B.C leads the country in addictions and drug overdose
TDS News – People struggling with substance-use challenges in B.C. will have additional treatment and recovery options as more than 100 new publicly funded beds in 14 organizations will soon become available around the province.
“To help people get the addictions care they need, we’re providing more publicly funded treatment and recovery beds,” said Sheila Malcolmson, Minister of Mental Health and Addictions. “We are thrilled that the funding will create more than 100 new public beds in communities across B.C., even more than we anticipated when we announced 50 to 70 beds last summer. There’s more to do, but we are working hard to build up a strong system of addictions and mental health care.”

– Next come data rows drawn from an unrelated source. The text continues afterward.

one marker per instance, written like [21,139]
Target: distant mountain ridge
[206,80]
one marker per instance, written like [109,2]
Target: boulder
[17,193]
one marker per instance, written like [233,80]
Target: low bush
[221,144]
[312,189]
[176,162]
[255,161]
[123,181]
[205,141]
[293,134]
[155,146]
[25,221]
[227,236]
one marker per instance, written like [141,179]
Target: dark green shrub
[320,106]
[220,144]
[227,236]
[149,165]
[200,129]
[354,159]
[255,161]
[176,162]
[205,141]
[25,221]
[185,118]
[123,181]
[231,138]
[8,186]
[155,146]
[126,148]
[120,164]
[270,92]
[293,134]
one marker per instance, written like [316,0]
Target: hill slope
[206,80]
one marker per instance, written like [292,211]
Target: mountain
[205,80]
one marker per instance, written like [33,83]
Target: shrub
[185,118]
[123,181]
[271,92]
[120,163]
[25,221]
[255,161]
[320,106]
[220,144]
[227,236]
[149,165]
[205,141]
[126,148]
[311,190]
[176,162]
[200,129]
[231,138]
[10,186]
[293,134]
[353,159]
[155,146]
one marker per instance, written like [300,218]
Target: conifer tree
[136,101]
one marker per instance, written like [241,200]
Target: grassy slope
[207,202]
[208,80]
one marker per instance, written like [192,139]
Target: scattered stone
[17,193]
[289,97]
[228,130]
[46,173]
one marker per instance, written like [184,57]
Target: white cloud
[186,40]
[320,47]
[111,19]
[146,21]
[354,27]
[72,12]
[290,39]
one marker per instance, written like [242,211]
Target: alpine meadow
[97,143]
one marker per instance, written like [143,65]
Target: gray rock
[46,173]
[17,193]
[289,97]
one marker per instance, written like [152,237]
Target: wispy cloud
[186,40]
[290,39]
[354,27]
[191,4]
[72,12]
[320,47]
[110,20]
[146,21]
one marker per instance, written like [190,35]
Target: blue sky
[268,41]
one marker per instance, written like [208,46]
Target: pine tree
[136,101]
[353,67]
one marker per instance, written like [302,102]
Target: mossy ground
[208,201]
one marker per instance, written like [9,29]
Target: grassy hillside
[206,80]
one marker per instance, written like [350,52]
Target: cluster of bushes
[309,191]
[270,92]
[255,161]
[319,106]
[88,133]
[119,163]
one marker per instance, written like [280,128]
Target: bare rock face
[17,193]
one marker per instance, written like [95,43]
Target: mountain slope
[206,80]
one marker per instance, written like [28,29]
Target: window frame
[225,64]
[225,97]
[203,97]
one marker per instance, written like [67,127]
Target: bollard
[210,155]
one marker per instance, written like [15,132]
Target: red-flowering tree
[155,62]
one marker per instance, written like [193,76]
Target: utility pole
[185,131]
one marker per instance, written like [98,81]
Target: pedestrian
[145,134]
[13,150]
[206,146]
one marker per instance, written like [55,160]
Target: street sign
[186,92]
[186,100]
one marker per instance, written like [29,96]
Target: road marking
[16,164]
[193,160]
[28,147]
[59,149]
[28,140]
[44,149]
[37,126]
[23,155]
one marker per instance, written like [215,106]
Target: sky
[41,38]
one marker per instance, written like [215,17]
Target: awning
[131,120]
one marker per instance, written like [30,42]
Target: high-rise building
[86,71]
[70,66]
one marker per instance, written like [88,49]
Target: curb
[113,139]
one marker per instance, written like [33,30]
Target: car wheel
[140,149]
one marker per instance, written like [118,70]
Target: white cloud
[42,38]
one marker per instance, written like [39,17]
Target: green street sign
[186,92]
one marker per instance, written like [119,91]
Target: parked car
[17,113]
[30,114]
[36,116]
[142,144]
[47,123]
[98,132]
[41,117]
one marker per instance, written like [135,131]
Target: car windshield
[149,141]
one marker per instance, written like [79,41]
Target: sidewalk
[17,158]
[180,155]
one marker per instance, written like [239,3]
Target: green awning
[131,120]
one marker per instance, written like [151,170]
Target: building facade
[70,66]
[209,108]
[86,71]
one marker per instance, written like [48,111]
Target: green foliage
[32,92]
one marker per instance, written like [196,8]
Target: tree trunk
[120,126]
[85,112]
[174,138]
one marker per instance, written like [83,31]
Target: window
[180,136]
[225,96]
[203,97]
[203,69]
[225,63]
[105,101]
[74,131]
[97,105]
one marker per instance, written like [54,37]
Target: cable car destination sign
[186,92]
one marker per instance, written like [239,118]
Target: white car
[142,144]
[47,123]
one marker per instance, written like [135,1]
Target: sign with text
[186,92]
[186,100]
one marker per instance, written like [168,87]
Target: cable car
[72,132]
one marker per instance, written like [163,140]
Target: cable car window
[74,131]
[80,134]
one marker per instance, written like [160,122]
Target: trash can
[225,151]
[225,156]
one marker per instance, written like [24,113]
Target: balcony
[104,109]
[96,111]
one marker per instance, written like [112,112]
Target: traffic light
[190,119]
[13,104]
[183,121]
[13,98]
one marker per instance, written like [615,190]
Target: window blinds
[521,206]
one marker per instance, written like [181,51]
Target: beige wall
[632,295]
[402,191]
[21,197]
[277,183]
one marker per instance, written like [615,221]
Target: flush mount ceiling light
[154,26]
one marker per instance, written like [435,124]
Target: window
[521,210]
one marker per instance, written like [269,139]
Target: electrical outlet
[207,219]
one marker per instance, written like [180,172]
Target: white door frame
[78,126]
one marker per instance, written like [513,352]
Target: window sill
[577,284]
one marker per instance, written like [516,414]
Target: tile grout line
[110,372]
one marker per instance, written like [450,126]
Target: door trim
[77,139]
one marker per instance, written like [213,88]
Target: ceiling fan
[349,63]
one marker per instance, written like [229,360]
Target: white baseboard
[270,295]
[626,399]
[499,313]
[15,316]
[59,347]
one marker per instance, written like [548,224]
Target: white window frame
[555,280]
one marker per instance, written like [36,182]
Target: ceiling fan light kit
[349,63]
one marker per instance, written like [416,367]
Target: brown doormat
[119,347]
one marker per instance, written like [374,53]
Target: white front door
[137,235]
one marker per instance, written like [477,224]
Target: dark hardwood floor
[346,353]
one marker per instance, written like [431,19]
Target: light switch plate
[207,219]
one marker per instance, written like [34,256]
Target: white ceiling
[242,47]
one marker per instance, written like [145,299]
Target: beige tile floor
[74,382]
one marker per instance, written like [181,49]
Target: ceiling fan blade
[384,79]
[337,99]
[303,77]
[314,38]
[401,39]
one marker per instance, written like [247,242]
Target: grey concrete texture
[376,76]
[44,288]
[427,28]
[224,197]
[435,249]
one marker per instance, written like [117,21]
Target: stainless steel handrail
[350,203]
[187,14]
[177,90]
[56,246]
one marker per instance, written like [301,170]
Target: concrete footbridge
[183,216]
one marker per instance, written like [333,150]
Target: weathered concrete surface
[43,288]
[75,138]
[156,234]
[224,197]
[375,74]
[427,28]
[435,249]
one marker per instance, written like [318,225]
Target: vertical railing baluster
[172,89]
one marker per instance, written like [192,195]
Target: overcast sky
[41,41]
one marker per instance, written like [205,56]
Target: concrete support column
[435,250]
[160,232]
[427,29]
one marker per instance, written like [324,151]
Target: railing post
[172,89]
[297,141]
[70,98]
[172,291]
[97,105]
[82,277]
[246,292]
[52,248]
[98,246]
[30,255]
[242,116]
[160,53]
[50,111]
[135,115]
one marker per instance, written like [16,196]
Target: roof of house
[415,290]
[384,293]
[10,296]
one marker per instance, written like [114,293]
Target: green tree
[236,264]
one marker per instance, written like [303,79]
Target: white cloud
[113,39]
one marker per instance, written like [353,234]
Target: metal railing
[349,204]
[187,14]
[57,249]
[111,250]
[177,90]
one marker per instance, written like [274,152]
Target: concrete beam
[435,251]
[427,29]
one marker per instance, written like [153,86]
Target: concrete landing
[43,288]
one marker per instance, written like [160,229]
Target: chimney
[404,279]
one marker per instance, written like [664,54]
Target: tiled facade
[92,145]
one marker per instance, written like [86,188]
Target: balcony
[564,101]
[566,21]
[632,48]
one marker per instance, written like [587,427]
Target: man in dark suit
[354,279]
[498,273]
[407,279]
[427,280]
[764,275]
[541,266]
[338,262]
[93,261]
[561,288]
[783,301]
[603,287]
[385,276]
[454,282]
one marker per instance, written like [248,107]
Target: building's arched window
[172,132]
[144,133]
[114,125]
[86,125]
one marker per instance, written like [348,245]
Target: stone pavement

Of the more than 100 beds, 46 will be new spaces in existing treatment and recovery organizations. The remaining beds will be converted from private-pay beds to fully funded public ones for people who cannot afford private-pay rates and to help cut wait times for public treatment. Funding was allocated in two streams to residential treatment services and supportive recovery services.
“In the northwest, we have too few resources for long-term recovery for men in active addiction and homelessness – dads, fathers, husbands, needing a helping hand up,” said Willy Beaudry, executive director, 333 Recovery Homes Society in Prince Rupert. “This grant is the best news for our society and region and will assist greatly in getting our guys back into the community, with families, into employment and in a lot of cases, their own places.”
The additional beds will increase access to addictions treatment and recovery bed-based services in every health authority by bringing beds into the public system and will help to address long-standing service gaps for Indigenous peoples, women, rural and remote communities, and people transitioning from corrections. Service need, including both rural and remote communities, was also prioritized.
Treatment and recovery beds are an important part of the substance-use continuum of care available for people in British Columbia. They provide safe living environments where people can focus on their recovery journey.
Enhancing B.C.’s response to the overdose crisis is an integral part of A Pathway to Hope, B.C.’s roadmap for building the comprehensive system of mental health and addictions care.